The review said firms’ controls for financial sanctions are generally more mature than those for trade sanctions, even as UK sanctions regimes have expanded in scope and complexity. The FCA said the most common root causes of reported suspected breaches were weaknesses in due diligence, alert management, transaction and name screening, asset freezing, and compliance with specific and general licenses.

The report described mixed standards of governance and oversight. Some firms had outdated or incomplete sanctions policies, relied heavily on group entities, vendors or other third parties without adequate local oversight, or failed to reflect risks beyond asset freezes, including sectoral and trade sanctions. Stronger firms maintained current governance documentation, tailored staff training, meaningful management information and internal or external audit assurance.

The FCA also highlighted weaknesses in risk assessments and customer due diligence, including incomplete assessments, weak treatment of trade sanctions and proliferation financing risks, inconsistent use of enhanced due diligence tools, and poor visibility into beneficial ownership and indirect exposure to sanctioned persons. For trade sanctions, firms often faced challenges because only partial transactional information was available.

Screening and alert management featured prominently in reported suspected breaches. The report cited deficiencies in list management, data feeds, calibration and testing of screening systems, and handling of alerts. In its screening tests, firms were generally effective at identifying exact name matches, but performance was weaker where names appeared in variant forms or involved non-Latin characters, titles or other formatting complications.

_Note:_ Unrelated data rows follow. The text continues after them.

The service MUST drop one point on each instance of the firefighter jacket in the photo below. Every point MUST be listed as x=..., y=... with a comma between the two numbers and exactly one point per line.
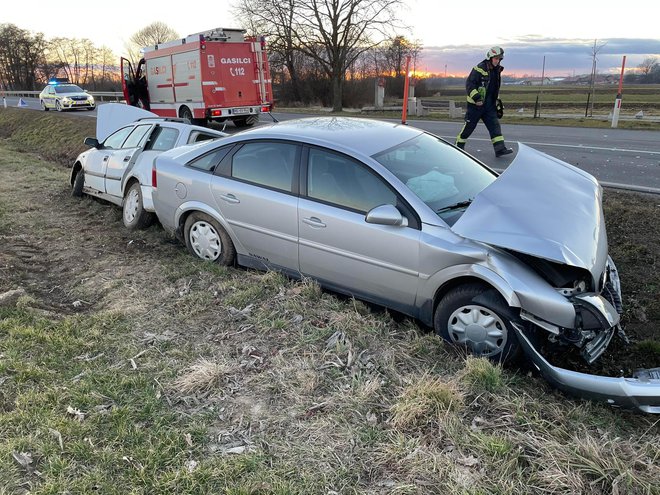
x=479, y=82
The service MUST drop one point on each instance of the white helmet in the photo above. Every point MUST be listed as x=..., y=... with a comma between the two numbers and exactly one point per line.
x=496, y=51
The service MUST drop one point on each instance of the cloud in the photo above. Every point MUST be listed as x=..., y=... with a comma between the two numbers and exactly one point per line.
x=524, y=55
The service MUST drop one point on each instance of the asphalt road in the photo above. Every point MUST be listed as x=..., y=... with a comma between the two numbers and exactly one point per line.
x=616, y=157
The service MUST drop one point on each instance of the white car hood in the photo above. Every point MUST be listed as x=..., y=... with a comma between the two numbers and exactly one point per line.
x=542, y=207
x=112, y=116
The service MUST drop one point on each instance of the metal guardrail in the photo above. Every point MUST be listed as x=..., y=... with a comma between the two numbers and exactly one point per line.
x=98, y=95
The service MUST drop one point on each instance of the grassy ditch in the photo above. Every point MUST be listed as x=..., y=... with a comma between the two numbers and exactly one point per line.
x=126, y=366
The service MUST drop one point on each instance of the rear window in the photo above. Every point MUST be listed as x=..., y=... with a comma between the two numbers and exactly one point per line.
x=164, y=138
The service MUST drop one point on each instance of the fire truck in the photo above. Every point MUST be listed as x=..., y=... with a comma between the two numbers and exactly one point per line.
x=214, y=75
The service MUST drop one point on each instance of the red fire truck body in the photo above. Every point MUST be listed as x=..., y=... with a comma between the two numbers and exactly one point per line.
x=215, y=75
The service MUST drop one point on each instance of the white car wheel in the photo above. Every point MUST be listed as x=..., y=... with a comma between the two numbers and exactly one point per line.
x=134, y=215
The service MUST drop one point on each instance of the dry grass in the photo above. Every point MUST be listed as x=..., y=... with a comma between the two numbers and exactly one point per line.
x=199, y=379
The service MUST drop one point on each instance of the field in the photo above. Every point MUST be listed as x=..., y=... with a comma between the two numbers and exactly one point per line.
x=127, y=366
x=566, y=105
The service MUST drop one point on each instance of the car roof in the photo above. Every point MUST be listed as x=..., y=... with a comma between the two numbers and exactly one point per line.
x=365, y=136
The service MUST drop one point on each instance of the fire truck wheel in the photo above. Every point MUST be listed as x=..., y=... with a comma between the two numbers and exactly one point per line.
x=185, y=113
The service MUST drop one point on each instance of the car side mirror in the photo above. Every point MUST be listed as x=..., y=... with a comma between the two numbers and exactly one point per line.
x=93, y=142
x=386, y=215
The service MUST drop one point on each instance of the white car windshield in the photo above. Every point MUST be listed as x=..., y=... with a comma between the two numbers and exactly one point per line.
x=70, y=88
x=444, y=178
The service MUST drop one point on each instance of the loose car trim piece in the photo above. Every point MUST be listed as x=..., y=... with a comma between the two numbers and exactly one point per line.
x=641, y=392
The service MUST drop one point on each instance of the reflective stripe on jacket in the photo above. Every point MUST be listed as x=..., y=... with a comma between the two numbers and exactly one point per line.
x=477, y=82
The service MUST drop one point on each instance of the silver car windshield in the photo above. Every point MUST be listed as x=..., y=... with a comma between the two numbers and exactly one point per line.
x=444, y=178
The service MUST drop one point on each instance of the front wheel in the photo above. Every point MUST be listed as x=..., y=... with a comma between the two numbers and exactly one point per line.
x=207, y=240
x=134, y=215
x=477, y=317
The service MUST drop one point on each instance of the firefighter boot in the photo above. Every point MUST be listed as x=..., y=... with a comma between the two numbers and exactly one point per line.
x=501, y=149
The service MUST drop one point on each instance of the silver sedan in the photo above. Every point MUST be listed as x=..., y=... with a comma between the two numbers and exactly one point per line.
x=396, y=216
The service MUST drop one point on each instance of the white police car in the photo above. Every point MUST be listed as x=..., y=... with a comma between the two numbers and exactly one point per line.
x=62, y=95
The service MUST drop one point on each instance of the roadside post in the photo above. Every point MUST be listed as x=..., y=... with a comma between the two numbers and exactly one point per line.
x=405, y=91
x=617, y=101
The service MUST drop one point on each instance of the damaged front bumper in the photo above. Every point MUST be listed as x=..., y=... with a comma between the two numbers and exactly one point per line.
x=641, y=392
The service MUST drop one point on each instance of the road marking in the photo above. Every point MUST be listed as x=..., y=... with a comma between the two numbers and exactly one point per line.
x=557, y=145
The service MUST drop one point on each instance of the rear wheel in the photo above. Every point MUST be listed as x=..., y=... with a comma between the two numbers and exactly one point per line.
x=477, y=317
x=207, y=240
x=134, y=215
x=78, y=183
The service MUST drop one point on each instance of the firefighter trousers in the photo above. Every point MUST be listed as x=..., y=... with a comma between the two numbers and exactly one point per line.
x=487, y=113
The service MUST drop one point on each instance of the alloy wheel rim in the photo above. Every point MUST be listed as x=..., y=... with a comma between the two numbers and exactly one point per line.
x=205, y=241
x=478, y=328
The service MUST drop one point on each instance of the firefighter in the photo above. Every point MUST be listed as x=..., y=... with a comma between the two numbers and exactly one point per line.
x=483, y=87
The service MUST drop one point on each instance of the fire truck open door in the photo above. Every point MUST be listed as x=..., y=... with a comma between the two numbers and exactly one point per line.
x=134, y=85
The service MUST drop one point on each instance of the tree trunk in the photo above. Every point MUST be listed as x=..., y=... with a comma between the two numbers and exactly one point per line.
x=337, y=88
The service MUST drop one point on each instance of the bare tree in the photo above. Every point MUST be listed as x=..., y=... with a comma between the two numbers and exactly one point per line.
x=275, y=20
x=21, y=57
x=648, y=65
x=334, y=33
x=154, y=34
x=395, y=52
x=594, y=57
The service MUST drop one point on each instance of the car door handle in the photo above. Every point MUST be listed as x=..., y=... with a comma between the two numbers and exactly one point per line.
x=230, y=198
x=314, y=222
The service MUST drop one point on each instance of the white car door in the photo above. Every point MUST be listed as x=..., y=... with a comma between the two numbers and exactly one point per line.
x=97, y=162
x=339, y=248
x=120, y=160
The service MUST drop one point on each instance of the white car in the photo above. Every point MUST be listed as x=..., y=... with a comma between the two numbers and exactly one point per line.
x=65, y=96
x=118, y=166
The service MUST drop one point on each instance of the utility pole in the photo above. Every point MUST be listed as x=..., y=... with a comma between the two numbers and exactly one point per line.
x=537, y=107
x=592, y=88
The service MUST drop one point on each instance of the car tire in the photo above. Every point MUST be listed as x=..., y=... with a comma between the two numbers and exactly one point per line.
x=477, y=317
x=207, y=240
x=78, y=184
x=185, y=113
x=134, y=215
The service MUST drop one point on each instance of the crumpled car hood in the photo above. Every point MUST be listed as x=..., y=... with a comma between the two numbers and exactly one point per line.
x=542, y=207
x=112, y=116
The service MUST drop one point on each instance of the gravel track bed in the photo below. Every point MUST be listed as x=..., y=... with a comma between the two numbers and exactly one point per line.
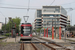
x=42, y=47
x=11, y=46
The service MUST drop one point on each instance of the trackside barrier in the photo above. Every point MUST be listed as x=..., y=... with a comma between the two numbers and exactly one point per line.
x=59, y=32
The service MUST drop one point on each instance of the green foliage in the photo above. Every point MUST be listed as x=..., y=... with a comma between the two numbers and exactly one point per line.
x=11, y=24
x=38, y=30
x=7, y=34
x=69, y=26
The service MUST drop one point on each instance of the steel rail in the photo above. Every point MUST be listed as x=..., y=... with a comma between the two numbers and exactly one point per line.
x=34, y=46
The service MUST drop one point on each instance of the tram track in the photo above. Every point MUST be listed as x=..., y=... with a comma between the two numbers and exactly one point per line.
x=35, y=45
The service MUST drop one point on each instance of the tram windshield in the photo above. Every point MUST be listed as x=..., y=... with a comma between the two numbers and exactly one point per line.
x=26, y=30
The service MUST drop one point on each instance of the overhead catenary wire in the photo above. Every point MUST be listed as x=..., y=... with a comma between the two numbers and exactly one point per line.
x=28, y=7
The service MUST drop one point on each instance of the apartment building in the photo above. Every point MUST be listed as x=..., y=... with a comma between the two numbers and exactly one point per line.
x=38, y=19
x=1, y=25
x=49, y=16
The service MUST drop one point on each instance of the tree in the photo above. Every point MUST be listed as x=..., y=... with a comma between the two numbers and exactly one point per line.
x=11, y=24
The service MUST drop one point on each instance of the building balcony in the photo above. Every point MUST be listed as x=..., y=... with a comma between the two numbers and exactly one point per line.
x=63, y=16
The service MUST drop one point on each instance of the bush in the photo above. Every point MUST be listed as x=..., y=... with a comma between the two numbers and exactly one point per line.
x=7, y=34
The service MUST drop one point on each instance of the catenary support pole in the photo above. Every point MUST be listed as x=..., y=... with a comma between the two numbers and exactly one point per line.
x=47, y=33
x=59, y=32
x=44, y=32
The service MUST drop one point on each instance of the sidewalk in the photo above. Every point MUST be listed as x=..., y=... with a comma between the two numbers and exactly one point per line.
x=12, y=39
x=54, y=40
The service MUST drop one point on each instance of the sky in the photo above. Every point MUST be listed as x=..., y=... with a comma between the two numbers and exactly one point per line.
x=33, y=4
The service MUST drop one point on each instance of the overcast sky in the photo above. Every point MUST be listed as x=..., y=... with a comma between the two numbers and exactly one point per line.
x=33, y=4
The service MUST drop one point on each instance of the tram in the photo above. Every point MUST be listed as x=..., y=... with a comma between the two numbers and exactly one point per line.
x=26, y=31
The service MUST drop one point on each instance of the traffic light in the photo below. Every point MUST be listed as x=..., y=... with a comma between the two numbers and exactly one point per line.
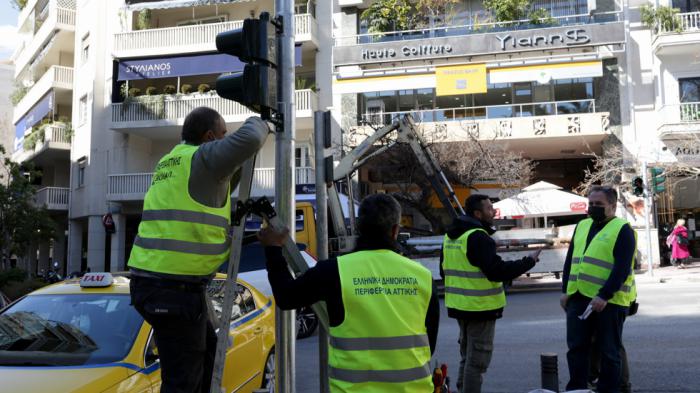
x=254, y=44
x=657, y=180
x=638, y=186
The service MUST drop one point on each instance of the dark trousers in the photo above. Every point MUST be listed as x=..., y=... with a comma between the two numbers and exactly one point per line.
x=606, y=326
x=184, y=336
x=475, y=349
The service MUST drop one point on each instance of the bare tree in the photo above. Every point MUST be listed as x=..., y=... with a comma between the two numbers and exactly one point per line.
x=466, y=164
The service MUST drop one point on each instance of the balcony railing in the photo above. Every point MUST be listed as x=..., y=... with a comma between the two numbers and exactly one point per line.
x=477, y=28
x=551, y=108
x=133, y=186
x=202, y=37
x=58, y=18
x=53, y=198
x=684, y=22
x=55, y=77
x=167, y=108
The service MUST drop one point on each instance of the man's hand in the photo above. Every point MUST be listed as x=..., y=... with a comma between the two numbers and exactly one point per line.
x=270, y=237
x=536, y=255
x=598, y=304
x=563, y=300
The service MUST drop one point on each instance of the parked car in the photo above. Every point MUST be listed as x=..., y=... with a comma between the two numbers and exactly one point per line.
x=69, y=337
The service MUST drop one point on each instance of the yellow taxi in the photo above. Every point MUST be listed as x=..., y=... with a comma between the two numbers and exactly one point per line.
x=83, y=336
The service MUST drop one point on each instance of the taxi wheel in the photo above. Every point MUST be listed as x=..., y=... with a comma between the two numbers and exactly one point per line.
x=307, y=322
x=268, y=383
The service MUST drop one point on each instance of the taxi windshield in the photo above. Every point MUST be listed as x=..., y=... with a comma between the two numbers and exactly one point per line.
x=68, y=330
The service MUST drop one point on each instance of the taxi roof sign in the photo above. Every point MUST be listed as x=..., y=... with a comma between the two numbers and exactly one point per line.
x=96, y=280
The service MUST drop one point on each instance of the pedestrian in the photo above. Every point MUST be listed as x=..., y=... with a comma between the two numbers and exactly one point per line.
x=474, y=295
x=383, y=308
x=183, y=238
x=679, y=244
x=598, y=273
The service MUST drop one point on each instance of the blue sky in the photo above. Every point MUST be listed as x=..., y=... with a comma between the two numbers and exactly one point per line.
x=8, y=27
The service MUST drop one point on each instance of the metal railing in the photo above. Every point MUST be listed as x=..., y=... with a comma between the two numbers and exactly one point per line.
x=551, y=108
x=683, y=22
x=204, y=34
x=135, y=185
x=53, y=198
x=55, y=76
x=686, y=112
x=178, y=107
x=477, y=28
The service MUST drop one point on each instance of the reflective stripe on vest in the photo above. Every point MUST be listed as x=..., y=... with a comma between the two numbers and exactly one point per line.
x=591, y=266
x=178, y=235
x=466, y=286
x=383, y=340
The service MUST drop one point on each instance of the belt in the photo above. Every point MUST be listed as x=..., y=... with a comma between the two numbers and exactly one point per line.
x=169, y=284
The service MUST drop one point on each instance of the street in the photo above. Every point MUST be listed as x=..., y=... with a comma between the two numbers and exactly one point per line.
x=661, y=341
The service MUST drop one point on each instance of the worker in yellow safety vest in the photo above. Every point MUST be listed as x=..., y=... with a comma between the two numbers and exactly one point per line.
x=599, y=276
x=183, y=238
x=383, y=308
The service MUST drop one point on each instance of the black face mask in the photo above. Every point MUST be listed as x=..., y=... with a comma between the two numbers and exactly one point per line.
x=597, y=213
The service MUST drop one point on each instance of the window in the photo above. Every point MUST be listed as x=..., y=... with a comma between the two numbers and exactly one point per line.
x=82, y=108
x=85, y=49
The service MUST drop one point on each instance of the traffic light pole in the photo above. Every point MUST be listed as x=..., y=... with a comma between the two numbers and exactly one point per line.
x=647, y=200
x=285, y=337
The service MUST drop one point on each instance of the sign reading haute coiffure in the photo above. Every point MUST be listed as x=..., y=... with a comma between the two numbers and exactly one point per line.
x=481, y=44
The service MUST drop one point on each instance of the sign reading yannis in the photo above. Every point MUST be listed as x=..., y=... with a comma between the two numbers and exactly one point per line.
x=481, y=44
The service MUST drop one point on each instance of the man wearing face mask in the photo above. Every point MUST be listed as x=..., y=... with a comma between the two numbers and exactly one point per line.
x=474, y=295
x=598, y=272
x=183, y=239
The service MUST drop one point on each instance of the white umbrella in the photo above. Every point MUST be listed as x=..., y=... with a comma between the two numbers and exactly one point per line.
x=541, y=199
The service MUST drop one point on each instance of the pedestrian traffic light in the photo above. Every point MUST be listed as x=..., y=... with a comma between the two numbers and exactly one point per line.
x=658, y=179
x=638, y=186
x=254, y=44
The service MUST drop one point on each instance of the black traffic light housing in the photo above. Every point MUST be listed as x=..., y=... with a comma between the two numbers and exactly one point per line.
x=638, y=186
x=256, y=87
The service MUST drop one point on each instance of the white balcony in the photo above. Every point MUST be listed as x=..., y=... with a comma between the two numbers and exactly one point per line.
x=168, y=112
x=57, y=77
x=53, y=198
x=682, y=38
x=679, y=119
x=56, y=34
x=51, y=143
x=542, y=130
x=133, y=186
x=192, y=39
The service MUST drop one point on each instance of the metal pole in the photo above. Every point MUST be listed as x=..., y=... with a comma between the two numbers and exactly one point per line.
x=647, y=229
x=285, y=332
x=321, y=235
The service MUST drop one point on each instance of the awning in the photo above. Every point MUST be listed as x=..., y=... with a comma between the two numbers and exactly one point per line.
x=138, y=5
x=168, y=67
x=41, y=109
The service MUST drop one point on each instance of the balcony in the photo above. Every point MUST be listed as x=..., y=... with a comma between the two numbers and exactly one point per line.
x=543, y=130
x=53, y=198
x=679, y=119
x=50, y=142
x=192, y=39
x=57, y=77
x=54, y=35
x=133, y=186
x=168, y=112
x=681, y=38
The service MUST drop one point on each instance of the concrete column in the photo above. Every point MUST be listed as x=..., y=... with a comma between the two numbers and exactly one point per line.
x=96, y=244
x=118, y=256
x=75, y=245
x=59, y=249
x=44, y=253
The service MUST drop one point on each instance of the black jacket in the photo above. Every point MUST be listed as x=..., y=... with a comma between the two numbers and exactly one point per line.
x=481, y=252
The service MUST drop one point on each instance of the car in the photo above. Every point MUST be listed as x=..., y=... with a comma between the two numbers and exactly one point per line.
x=83, y=336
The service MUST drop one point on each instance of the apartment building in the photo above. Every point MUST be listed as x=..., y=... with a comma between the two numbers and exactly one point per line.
x=137, y=68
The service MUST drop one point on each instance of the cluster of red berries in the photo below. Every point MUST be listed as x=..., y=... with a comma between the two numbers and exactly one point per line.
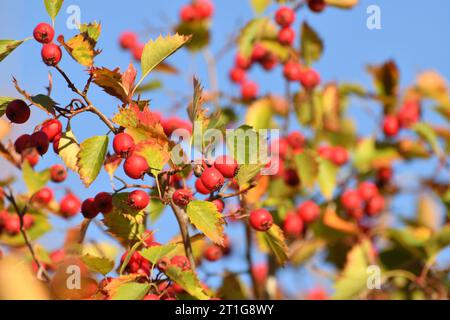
x=198, y=10
x=295, y=222
x=51, y=53
x=30, y=147
x=366, y=199
x=408, y=114
x=10, y=222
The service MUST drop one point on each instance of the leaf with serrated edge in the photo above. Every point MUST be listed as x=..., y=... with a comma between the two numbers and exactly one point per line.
x=91, y=158
x=205, y=217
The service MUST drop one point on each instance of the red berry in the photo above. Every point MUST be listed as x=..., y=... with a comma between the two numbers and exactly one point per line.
x=237, y=75
x=88, y=209
x=58, y=173
x=51, y=54
x=309, y=79
x=212, y=253
x=182, y=197
x=293, y=225
x=52, y=128
x=69, y=206
x=181, y=262
x=18, y=111
x=390, y=125
x=200, y=187
x=44, y=33
x=212, y=179
x=43, y=196
x=249, y=90
x=317, y=5
x=261, y=220
x=308, y=211
x=286, y=36
x=103, y=202
x=135, y=167
x=292, y=71
x=227, y=166
x=128, y=40
x=39, y=140
x=23, y=142
x=138, y=199
x=284, y=16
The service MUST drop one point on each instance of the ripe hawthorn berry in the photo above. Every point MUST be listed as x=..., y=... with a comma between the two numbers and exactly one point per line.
x=308, y=211
x=58, y=173
x=135, y=167
x=138, y=199
x=89, y=209
x=212, y=179
x=51, y=54
x=52, y=128
x=390, y=125
x=227, y=166
x=182, y=197
x=212, y=253
x=261, y=220
x=284, y=16
x=17, y=111
x=69, y=205
x=44, y=33
x=103, y=202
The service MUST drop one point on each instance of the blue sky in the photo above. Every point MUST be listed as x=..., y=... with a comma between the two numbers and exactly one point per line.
x=413, y=33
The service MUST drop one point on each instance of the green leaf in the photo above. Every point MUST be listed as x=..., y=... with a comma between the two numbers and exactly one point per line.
x=205, y=217
x=327, y=178
x=131, y=291
x=8, y=46
x=91, y=157
x=311, y=44
x=68, y=149
x=34, y=181
x=353, y=280
x=156, y=51
x=98, y=264
x=188, y=281
x=307, y=167
x=53, y=7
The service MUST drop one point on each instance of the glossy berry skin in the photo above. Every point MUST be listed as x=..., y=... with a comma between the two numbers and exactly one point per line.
x=51, y=54
x=200, y=187
x=18, y=111
x=212, y=179
x=44, y=33
x=249, y=90
x=182, y=197
x=135, y=167
x=39, y=140
x=103, y=202
x=284, y=17
x=69, y=206
x=227, y=166
x=212, y=253
x=182, y=262
x=52, y=128
x=138, y=199
x=308, y=211
x=261, y=220
x=391, y=125
x=58, y=173
x=88, y=209
x=128, y=40
x=309, y=79
x=286, y=36
x=43, y=196
x=123, y=144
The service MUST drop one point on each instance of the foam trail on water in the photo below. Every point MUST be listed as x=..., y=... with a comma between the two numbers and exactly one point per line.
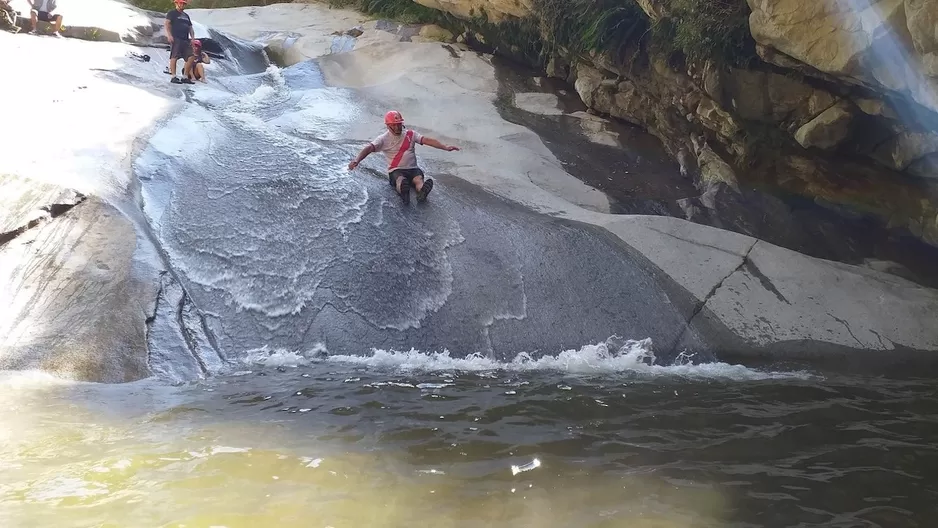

The FCA said breach reporting remains substantial compared with pre-2022 levels, although fewer suspected breaches were reported by supervised firms between 2023 and 2025. Most reports related to financial sanctions, with a comparatively small proportion tied to trade sanctions. In 2025, 35% of breaches reported that year related to earlier activity, down from 48% in 2024, while the average time between identification and reporting improved to 116 days from 120 days.

The regulator said it is working with firms where weaknesses were identified and will continue monitoring remediation. It also said firms should review their systems and controls to ensure compliance with both financial and trade sanctions and report suspicious activity to the appropriate authorities in a timely manner.